学校中のスピーカーから、耳を刺すような雑音が響いた。
『よい子のみなさん』
酷く割れた声が聞こえた。
『暗くなる前に』
校門が、沈んで消えた。全てが歪んでいく。
『おうちへ』
フェンスも、道路も、山も消えていく。
『帰りましょう』
気付けば二人は、無数の廊下が交差する校舎の中に立っていた。
どの廊下も同じ形をしている。
同じ扉。
同じ窓。
同じ靴箱。
そのすべてが、別々の方角へ延びていた。
窓には場違いに穏やかな夕陽が映り込んでいる。
陽向が息を呑む。
「こ、これは……」
只事ではない。

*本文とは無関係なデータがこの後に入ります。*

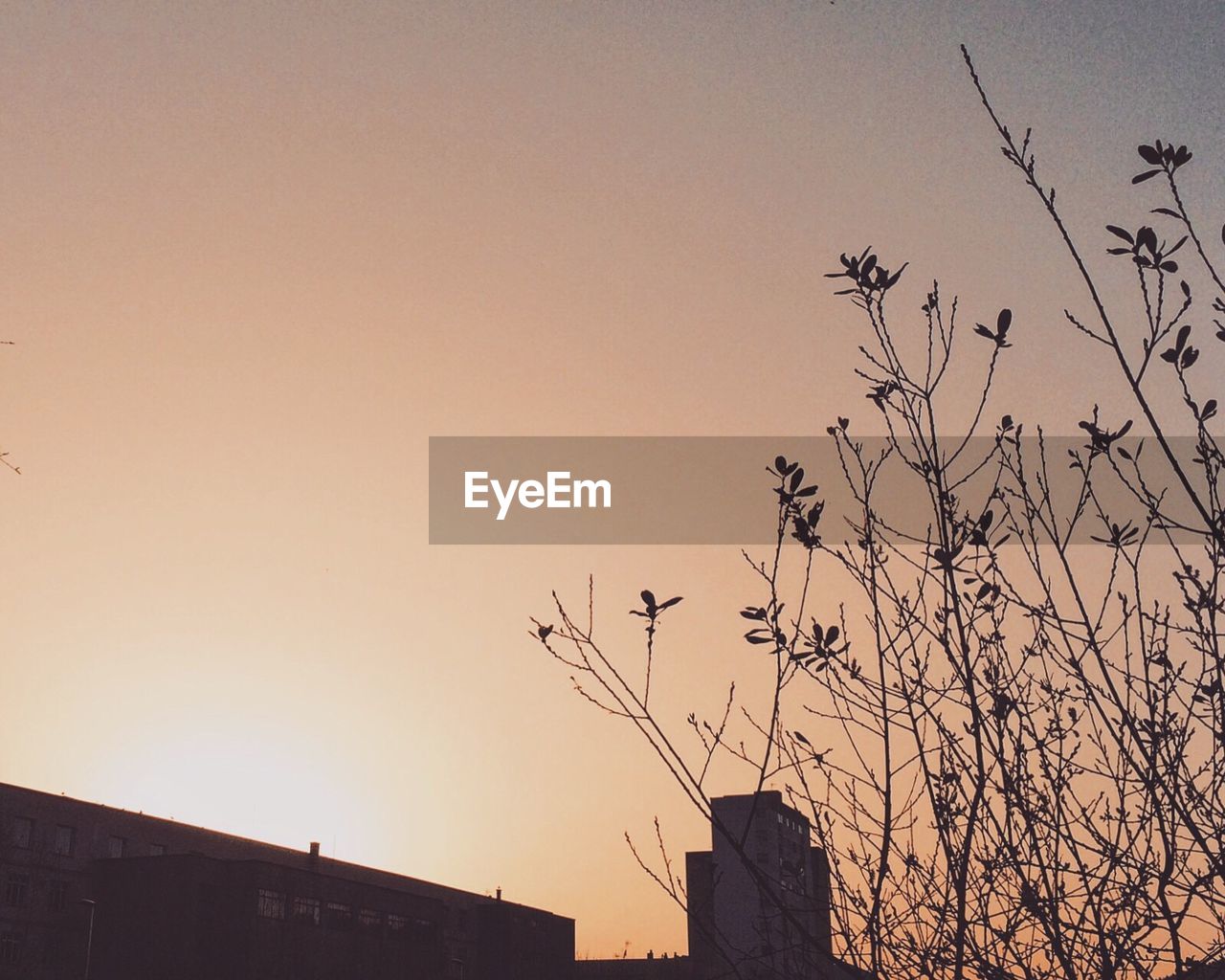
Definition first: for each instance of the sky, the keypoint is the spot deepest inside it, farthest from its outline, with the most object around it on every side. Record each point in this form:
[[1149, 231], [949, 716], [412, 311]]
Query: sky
[[254, 255]]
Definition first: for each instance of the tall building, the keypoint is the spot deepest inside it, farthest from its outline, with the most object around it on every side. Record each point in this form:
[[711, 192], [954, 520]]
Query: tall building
[[175, 902], [758, 901]]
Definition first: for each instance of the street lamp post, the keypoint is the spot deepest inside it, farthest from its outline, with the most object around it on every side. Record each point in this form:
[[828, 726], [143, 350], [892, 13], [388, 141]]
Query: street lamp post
[[88, 945]]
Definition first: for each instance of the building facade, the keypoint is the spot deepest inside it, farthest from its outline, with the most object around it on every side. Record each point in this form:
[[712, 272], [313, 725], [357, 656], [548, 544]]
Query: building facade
[[758, 901], [168, 896]]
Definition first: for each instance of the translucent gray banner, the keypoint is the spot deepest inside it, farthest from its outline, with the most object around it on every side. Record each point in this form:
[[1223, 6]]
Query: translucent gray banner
[[717, 490]]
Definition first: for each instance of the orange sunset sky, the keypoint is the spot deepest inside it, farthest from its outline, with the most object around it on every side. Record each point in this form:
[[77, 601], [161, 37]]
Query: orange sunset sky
[[254, 255]]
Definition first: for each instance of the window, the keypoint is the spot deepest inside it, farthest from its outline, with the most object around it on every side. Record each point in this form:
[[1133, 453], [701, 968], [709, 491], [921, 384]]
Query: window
[[270, 904], [57, 896], [16, 891], [65, 840], [306, 910], [22, 832], [340, 915], [10, 949]]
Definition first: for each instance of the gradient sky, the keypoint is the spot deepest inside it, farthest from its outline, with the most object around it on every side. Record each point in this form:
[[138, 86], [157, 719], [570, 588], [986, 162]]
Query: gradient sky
[[254, 255]]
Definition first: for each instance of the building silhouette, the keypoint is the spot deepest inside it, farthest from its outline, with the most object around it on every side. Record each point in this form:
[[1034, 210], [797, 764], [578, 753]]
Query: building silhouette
[[176, 902], [758, 901]]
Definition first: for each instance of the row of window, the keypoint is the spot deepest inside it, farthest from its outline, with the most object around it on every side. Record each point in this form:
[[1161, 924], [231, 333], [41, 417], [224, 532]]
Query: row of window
[[64, 839], [17, 891], [314, 911]]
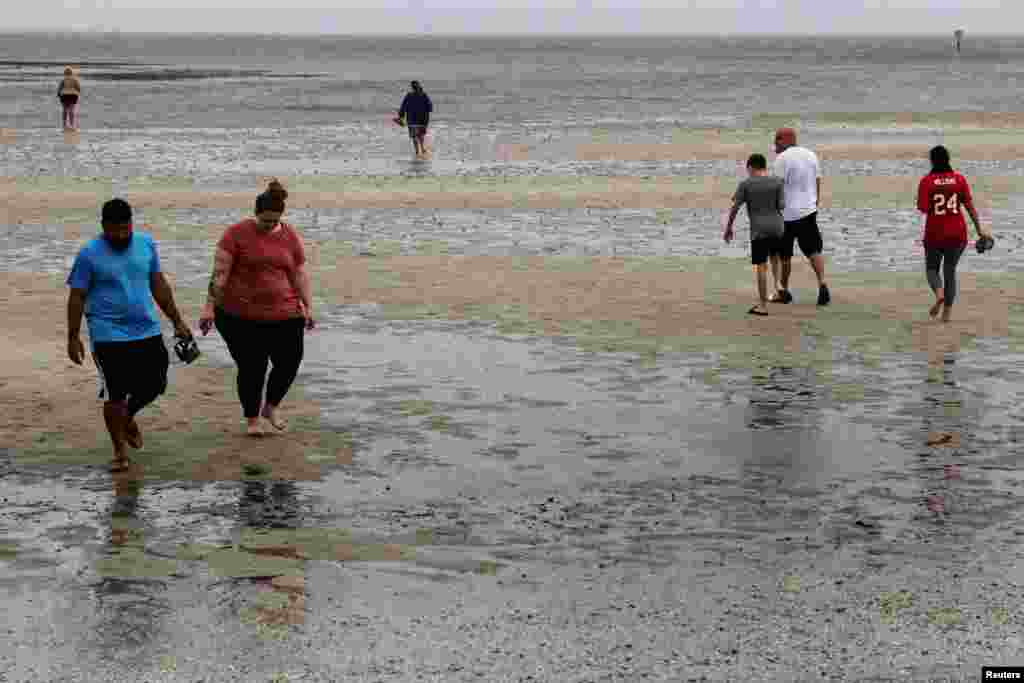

それだけは分かる。
「はーーーー」
「溜息、デカいですね……」
初は上着の内ポケットから眼鏡拭きを取り出し、レンズを拭いた。
「日が暮れる前に終わらせるぞ」
「急に真面目ですね」
「暗くなったら、もっと帰れなくなりそうだろ」
「最初から真面目にやってください!」
陽向の声が、無数の廊下へ反響する。
その直後、遠くから誰かの叫び声が聞こえた。
「助けてくれ!」
成人男性の声だった。
続いて、別の方向から女の泣き声。
さらにその奥から、子供の笑い声が重なる。
行方不明者たちは、まだこの空間のどこかにいる。
初は耳を澄ませた。
「コンパス」
「草谷です」
「町の入口は」
陽向は目を閉じる。
すぐに目を開き、困惑した表情を浮かべた。
「ぜ、全部です」
「は?」
「どの道も、町の入口の方角へ続いています」
初は目の前に広がる無数の廊下を見渡した。
どれも出口へつながっている。
そしておそらく、どれも違う『帰る場所』へつながっている。
「なるほど」
「分かったんですか?」
「面倒なことになったってことだけは」
「それは僕にも分かります」
初は深く息を吐き、看板があったはずの方向へ顔を向けた。
「まず、迷子を全員見付ける」
「はい」
「次に、あの看板と話をする」
「対話できるんでしょうか」
「まあ、できなきゃ、できるようにする」
神格を調べ、異能のルールを見極める。
必要ならば対話し、人間社会と共存できる形を探す。
それが神格鑑定士の仕事だった。
初は面倒そうに頭を掻く。
「やっぱり、来なきゃよかった」
「今さらですか」
「今からでも帰りたい……」
その言葉に反応するように、正面の廊下が大きく歪んだ。
「あっ」
突き当たりに、初の自宅の玄関が現れる。
初は迷わずそちらへ歩き出した。
「夜鷹さん!」
「俺の家だ」
「分かってます! 戻ってください! どう考えてもそれは罠です!」
「でも、俺の家だ。帰りたい」
「仕事! してください!」
陽向は初の上着をつかみ、全力で引き戻した。